Numa altura em que o tema da dívida portuguesa volta à agenda política com o presidente Marcelo Rebelo de Sousa a elogiar a iniciativa da proposta acordada entre PS e Bloco de Esquerda para resolver o peso da mesma na economia portuguesa, e o PCP a dizer que é preciso mais, a TVI24 foi saber do que estamos a falar.

Em declarações à TVI24, o diretor da gestão de ativos do Banco Carregosa, Filipe Silva, dá alguns esclarecimentos sobre um tema que é central para a recuperação económica do país.

Como é que o mercado está a olhar para a dívida portuguesa?

A perceção de risco tem descido, logo as taxas de juro também têm baixado.

Quais as perspetivas de evolução dos nossos juros da dívida –  quanto se está disposto a pagar para ter dívida portuguesa?

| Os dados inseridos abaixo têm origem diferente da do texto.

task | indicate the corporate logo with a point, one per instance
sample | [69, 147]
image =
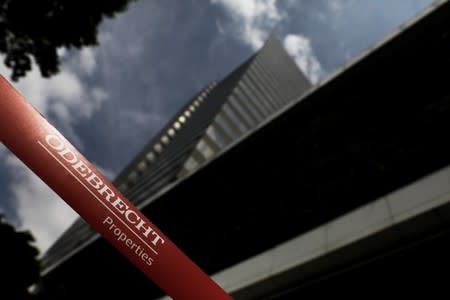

Os juros da dívida soberana portuguesa vão evoluir em função dos défices orçamentais que forem sendo apresentados, da evolução do crescimento da economia e da ajuda que o Banco Central Europeu (BCE) for prestando, comprando e garantido a nossa dívida.

Quem tem dívida portuguesa?

Na sua maioria é detida pelo BCE (fruto das compras que tem feito ao abrigo do plano de estímulos, e da entrega, como colateral, por parte dos bancos portugueses para se financiarem) e por investidores institucionais.

Qual o peso da nossa dívida no Produto Interno Bruto e, fora estimativa do Governo, quanto os mercados estão a incorporar que desça nos próximos tempos?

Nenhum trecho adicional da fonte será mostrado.